Counseling is conducted with persons
who are considered to function within the “normal range”. Clients have
adjustment, development, or situational concerns; and their problems
require short-term intervention. They are not considered “sick” but
“stuck”. Sometimes they just need information, but usually they are
looking for a way to clarify and use the information they already possess.
Counseling is theory-based and takes
place in a structured setting. Counselors draw from a number of theories
and work in a structured environment, such as an office setting, with
various individuals, groups and families.
Counseling is a process in which clients
learn how to make decisions and formulate new ways of behaving, feeling,
and thinking. Counselors focus on the goals their clients wish to achieve.
Clients explore their present levels of functioning and the changes
that must be made to achieve personal objectives. Thus, counseling
involves both choice and change, evolving through distinct stages such
as exploration, goal setting, and action (Brammer, 1993; Egan, 1990).
encompasses various subspecialties. Subspecialties include school
or college counseling, marriage and family counseling, mental health
counseling, gerontological counseling, rehabilitation counseling, addiction
counseling, and career counseling. Each has specific educational and
experimental requirements for the practitioners.

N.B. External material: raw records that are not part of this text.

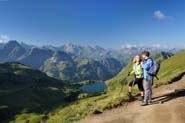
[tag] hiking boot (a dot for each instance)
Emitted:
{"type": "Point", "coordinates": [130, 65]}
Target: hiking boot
{"type": "Point", "coordinates": [144, 103]}
{"type": "Point", "coordinates": [149, 102]}
{"type": "Point", "coordinates": [141, 98]}
{"type": "Point", "coordinates": [129, 96]}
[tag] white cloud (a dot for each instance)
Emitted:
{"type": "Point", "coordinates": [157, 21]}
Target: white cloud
{"type": "Point", "coordinates": [160, 15]}
{"type": "Point", "coordinates": [4, 38]}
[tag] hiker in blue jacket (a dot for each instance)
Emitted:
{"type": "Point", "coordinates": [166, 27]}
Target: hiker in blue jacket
{"type": "Point", "coordinates": [147, 64]}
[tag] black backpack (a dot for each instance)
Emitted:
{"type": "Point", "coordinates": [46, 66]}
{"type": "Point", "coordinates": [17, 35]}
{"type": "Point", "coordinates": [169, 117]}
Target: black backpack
{"type": "Point", "coordinates": [153, 71]}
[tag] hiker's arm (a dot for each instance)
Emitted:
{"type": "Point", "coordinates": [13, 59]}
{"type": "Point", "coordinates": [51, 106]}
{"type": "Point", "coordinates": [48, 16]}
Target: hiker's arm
{"type": "Point", "coordinates": [147, 65]}
{"type": "Point", "coordinates": [140, 71]}
{"type": "Point", "coordinates": [132, 72]}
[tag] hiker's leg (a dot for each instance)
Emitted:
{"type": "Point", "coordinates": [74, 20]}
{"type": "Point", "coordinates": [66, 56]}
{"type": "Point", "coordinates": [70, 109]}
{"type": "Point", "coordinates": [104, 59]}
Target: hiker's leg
{"type": "Point", "coordinates": [140, 86]}
{"type": "Point", "coordinates": [150, 93]}
{"type": "Point", "coordinates": [147, 91]}
{"type": "Point", "coordinates": [130, 86]}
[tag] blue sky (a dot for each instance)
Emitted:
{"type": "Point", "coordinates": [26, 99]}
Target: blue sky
{"type": "Point", "coordinates": [108, 23]}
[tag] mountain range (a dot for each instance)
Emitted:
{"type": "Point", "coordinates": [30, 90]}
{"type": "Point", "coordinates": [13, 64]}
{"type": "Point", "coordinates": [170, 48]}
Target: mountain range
{"type": "Point", "coordinates": [71, 62]}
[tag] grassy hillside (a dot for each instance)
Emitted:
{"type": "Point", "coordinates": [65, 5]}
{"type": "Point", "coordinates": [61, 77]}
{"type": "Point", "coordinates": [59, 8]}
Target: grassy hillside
{"type": "Point", "coordinates": [170, 69]}
{"type": "Point", "coordinates": [51, 110]}
{"type": "Point", "coordinates": [27, 95]}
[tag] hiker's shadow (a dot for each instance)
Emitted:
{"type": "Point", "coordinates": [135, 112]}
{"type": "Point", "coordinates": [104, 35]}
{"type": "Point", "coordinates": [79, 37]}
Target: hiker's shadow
{"type": "Point", "coordinates": [170, 96]}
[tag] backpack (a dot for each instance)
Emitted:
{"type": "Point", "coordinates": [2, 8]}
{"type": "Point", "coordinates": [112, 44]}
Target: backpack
{"type": "Point", "coordinates": [153, 71]}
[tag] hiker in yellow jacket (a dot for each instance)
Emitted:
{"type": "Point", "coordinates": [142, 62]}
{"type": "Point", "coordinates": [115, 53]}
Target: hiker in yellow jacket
{"type": "Point", "coordinates": [138, 77]}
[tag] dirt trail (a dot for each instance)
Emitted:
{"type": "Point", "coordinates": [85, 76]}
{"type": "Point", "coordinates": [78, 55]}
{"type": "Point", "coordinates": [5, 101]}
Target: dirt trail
{"type": "Point", "coordinates": [171, 111]}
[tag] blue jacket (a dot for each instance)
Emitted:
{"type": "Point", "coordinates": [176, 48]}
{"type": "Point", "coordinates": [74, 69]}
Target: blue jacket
{"type": "Point", "coordinates": [146, 67]}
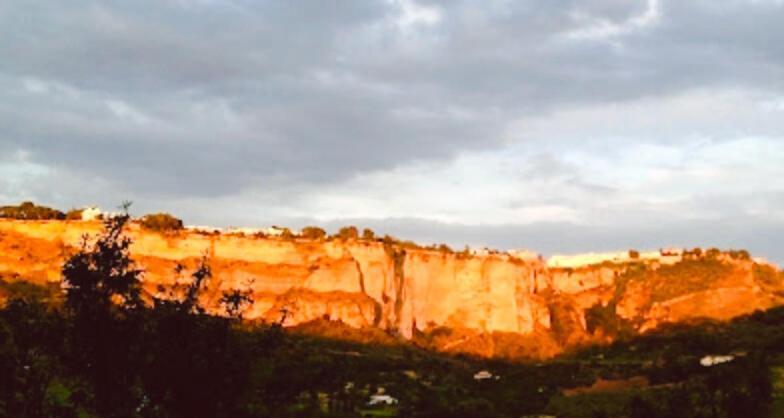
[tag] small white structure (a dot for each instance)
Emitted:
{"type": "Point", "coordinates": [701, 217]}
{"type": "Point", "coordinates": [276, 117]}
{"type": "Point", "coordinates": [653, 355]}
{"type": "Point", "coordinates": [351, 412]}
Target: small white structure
{"type": "Point", "coordinates": [525, 255]}
{"type": "Point", "coordinates": [273, 231]}
{"type": "Point", "coordinates": [483, 375]}
{"type": "Point", "coordinates": [92, 213]}
{"type": "Point", "coordinates": [664, 256]}
{"type": "Point", "coordinates": [709, 361]}
{"type": "Point", "coordinates": [382, 400]}
{"type": "Point", "coordinates": [204, 229]}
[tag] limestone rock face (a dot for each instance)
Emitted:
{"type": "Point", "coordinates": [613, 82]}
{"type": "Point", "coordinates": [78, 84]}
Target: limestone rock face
{"type": "Point", "coordinates": [407, 291]}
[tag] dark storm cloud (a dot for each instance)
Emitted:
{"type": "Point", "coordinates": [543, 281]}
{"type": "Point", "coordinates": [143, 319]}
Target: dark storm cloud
{"type": "Point", "coordinates": [196, 98]}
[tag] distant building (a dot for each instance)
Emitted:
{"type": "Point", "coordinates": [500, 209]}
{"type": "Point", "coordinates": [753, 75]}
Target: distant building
{"type": "Point", "coordinates": [526, 255]}
{"type": "Point", "coordinates": [709, 361]}
{"type": "Point", "coordinates": [377, 400]}
{"type": "Point", "coordinates": [92, 213]}
{"type": "Point", "coordinates": [204, 229]}
{"type": "Point", "coordinates": [483, 375]}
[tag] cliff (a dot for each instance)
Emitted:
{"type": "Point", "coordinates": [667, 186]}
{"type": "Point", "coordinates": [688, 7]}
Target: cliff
{"type": "Point", "coordinates": [489, 302]}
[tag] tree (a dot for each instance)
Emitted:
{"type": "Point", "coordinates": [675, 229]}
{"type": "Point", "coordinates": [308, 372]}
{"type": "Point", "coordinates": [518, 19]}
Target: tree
{"type": "Point", "coordinates": [102, 288]}
{"type": "Point", "coordinates": [29, 211]}
{"type": "Point", "coordinates": [102, 275]}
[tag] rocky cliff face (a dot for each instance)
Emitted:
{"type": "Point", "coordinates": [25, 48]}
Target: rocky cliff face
{"type": "Point", "coordinates": [409, 291]}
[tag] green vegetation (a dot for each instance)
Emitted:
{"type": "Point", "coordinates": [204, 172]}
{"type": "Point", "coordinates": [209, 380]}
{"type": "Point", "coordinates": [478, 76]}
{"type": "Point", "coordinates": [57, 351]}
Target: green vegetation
{"type": "Point", "coordinates": [29, 211]}
{"type": "Point", "coordinates": [368, 234]}
{"type": "Point", "coordinates": [161, 222]}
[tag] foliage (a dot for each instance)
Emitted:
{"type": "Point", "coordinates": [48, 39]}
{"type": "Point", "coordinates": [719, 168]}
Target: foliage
{"type": "Point", "coordinates": [161, 222]}
{"type": "Point", "coordinates": [368, 234]}
{"type": "Point", "coordinates": [29, 211]}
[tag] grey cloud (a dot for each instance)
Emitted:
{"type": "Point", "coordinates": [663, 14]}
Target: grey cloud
{"type": "Point", "coordinates": [316, 92]}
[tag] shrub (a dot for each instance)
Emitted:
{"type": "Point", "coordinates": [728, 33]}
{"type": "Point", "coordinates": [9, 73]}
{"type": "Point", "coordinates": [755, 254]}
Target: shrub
{"type": "Point", "coordinates": [368, 234]}
{"type": "Point", "coordinates": [29, 211]}
{"type": "Point", "coordinates": [161, 222]}
{"type": "Point", "coordinates": [313, 232]}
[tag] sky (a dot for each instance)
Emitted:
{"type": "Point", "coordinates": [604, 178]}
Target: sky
{"type": "Point", "coordinates": [559, 126]}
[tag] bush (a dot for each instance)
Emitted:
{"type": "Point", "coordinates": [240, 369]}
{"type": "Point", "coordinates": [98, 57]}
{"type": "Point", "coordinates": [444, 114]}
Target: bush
{"type": "Point", "coordinates": [161, 222]}
{"type": "Point", "coordinates": [368, 234]}
{"type": "Point", "coordinates": [29, 211]}
{"type": "Point", "coordinates": [313, 232]}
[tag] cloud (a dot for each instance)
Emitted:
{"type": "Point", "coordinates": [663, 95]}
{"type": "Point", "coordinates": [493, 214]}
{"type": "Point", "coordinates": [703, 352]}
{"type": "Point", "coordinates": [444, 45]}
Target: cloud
{"type": "Point", "coordinates": [600, 114]}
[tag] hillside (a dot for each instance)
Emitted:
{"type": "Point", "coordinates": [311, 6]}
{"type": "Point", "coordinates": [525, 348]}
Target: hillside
{"type": "Point", "coordinates": [488, 304]}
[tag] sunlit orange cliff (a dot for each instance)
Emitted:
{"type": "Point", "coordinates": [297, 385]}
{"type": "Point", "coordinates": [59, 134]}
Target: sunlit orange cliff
{"type": "Point", "coordinates": [481, 302]}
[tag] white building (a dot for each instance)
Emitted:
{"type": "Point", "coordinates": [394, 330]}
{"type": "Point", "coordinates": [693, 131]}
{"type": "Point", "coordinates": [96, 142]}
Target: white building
{"type": "Point", "coordinates": [92, 213]}
{"type": "Point", "coordinates": [709, 361]}
{"type": "Point", "coordinates": [382, 400]}
{"type": "Point", "coordinates": [484, 375]}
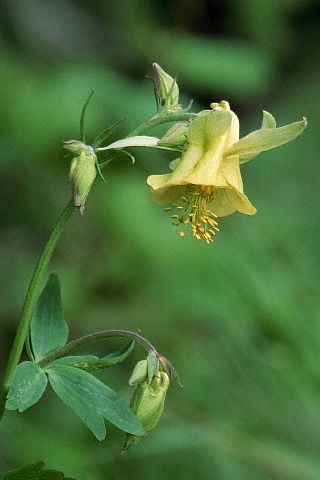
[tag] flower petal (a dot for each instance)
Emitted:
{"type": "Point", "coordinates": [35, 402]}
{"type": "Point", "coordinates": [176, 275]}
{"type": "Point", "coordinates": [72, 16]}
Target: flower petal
{"type": "Point", "coordinates": [228, 200]}
{"type": "Point", "coordinates": [139, 141]}
{"type": "Point", "coordinates": [266, 139]}
{"type": "Point", "coordinates": [268, 121]}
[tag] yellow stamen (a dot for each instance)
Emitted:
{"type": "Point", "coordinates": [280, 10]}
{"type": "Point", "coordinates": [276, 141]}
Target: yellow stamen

Thus, counseling can be more precisely
defined as a relatively short-term, interpersonal, theory-based process
of helping persons who are basically psychologically healthy resolve
developmental and situational problems. Counseling activities are guided
by ethical and legal standards and go through distinct stages from
initiation to termination . Personal, social, vocational, and educational
matters are all areas of concern; and the profession encompasses a
number of subspecialties. A practitioner must complete a required course
of study on either the master’s or doctoral level to be licensed or
certified as a professional.
Reference: Counseling: A
Comprehensive Profession, Third Edition, Samuel T. Gladding, 1996.